Fundraising in conjunction with the Canadian Pacific Holiday Train's recent Cottage Grove stop yielded at least $112,000 for the Friends in Need Food Shelf in Cottage Grove. Bulletin photo by Scott Wente

The Canadian Pacific Holiday Train's stop in Cottage Grove marked a pair of milestones for the wildly popular holiday event last week: one decade of visits and half-a-million dollars raised.

The 10th appearance of the cross-continent holiday event in Cottage Grove on Dec. 11 helped raise $112,000 for the Friends in Need Food Shelf in St. Paul Park. That figure is a new record for the Holiday Train Committee, whose previous fundraising high was $101,000 set in 2011, lead organizer Mary Slusser said. This year's event swelled the total raised by the Holiday Train event to more $514,000 over a decade. The event has also collected 96,000 pounds of food and toiletry items since 2003.

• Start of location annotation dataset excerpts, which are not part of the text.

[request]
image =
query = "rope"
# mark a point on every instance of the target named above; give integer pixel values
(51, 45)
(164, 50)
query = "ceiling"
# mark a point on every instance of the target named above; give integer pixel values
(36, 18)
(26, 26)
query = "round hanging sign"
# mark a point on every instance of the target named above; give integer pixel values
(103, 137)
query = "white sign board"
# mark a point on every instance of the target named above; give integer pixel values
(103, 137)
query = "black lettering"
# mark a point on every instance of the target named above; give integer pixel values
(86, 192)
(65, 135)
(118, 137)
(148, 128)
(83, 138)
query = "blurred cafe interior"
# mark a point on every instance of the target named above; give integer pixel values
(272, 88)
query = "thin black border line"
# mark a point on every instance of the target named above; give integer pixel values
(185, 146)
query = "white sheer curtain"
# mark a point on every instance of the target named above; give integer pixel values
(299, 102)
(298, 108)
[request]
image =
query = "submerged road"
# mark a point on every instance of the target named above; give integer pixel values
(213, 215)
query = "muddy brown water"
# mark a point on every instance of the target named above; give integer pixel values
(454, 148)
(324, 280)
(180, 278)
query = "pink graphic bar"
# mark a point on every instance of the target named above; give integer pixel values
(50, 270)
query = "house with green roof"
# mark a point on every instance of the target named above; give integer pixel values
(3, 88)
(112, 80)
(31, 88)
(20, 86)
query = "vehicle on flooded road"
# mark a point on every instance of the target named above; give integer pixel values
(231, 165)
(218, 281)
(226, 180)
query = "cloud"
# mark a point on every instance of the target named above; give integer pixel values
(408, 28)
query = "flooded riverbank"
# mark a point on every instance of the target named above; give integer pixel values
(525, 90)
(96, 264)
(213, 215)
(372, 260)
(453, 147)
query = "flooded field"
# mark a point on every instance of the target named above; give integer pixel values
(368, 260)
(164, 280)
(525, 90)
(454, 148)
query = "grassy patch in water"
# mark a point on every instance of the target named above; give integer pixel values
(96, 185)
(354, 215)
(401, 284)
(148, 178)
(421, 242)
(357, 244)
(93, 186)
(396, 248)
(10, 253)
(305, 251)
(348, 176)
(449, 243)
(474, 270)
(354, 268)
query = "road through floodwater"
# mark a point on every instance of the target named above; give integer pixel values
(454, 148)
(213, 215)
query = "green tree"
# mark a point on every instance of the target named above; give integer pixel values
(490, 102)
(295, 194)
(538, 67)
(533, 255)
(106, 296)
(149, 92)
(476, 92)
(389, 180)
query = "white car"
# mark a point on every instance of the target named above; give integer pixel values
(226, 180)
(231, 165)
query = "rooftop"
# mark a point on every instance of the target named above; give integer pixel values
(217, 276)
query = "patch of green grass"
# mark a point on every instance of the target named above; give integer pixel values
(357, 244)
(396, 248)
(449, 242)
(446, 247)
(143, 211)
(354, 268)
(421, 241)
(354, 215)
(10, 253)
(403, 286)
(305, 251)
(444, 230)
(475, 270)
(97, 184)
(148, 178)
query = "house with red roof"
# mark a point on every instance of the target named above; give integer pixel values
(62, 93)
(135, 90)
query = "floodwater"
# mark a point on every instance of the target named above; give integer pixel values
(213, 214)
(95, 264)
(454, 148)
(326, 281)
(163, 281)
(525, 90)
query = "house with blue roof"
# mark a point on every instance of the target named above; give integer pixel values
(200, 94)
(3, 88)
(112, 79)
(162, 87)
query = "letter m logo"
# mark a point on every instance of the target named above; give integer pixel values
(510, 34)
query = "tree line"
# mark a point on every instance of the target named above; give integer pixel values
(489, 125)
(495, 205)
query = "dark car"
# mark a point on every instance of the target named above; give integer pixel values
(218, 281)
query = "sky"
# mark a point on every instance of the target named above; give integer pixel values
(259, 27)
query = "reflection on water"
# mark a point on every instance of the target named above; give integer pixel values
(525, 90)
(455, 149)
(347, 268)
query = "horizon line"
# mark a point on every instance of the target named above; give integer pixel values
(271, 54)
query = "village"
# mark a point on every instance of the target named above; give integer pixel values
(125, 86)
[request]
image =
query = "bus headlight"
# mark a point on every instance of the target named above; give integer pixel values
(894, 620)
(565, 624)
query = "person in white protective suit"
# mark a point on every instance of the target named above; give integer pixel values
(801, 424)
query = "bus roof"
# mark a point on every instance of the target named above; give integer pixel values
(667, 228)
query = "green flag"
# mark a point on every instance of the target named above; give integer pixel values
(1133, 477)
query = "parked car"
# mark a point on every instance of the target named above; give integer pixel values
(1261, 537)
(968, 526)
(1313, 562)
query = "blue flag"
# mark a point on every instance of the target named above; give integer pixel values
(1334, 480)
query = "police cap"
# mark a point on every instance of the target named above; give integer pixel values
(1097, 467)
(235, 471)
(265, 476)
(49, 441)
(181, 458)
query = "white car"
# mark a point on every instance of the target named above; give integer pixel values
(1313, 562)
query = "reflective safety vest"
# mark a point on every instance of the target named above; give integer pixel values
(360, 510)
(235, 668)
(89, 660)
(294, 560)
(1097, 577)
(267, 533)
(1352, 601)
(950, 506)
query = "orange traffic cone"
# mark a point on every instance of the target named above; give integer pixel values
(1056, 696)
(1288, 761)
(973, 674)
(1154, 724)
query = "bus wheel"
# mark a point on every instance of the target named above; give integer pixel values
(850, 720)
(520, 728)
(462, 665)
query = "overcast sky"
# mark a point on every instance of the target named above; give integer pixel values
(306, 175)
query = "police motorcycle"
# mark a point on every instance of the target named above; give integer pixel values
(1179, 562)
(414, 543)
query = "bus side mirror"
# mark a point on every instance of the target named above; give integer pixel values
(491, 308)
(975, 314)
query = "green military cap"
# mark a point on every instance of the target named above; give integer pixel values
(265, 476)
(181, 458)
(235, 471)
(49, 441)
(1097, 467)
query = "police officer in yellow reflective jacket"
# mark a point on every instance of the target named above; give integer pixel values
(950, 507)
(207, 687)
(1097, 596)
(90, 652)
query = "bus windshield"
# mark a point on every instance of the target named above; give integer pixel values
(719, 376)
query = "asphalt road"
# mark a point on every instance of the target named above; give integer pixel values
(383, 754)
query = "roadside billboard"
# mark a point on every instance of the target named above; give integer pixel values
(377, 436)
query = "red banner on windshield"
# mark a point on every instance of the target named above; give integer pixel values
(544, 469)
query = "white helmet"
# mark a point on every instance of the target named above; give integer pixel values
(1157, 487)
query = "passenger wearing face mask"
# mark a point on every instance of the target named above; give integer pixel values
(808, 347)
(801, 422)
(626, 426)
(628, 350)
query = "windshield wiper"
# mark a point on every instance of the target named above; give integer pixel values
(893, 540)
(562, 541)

"It is shocking when you say a half a million dollars," Slusser said of the fundraising figures. "That number sounds so astronomical. It's overwhelming because we know there have been so many people helped through this fundraiser. That's why I get excited."

Those totals will likely grow, Slusser said, with donations expected to continue rolling in through Christmas next week.

An estimated 5,000 revelers braved chilly temperatures in the teens and rush-hour congestion to welcome the brightly lit train for its hour-long stop along West Point Douglas Road last week. Slusser said the turnout was down compared to the roughly 10,000 people who showed up in 2011. She said recently that is likely due to the train's weeknight visit; in recent years, the Holiday Train has stopped in Cottage Grove during the weekend.

Still, Slusser said the visit went off without a hitch. She said people told her that the Holiday Train musical entertainment was better than in previous years, and the appearance of local Elvis impersonator Art Kistler was an added treat.

"Everything went fine," Slusser said after the event. "It was a perfect night for a winter event."

The event -- a "tradition with a mission," as Slusser called it recently -- has been called the largest event among more than 150 Holiday Train stops across southern Canada and the northern United States that run from Quebec to the west coast.

Friends in Need Director Michelle Rageth said Holiday Train fundraising now comprises roughly one-third of the operation's annual budget.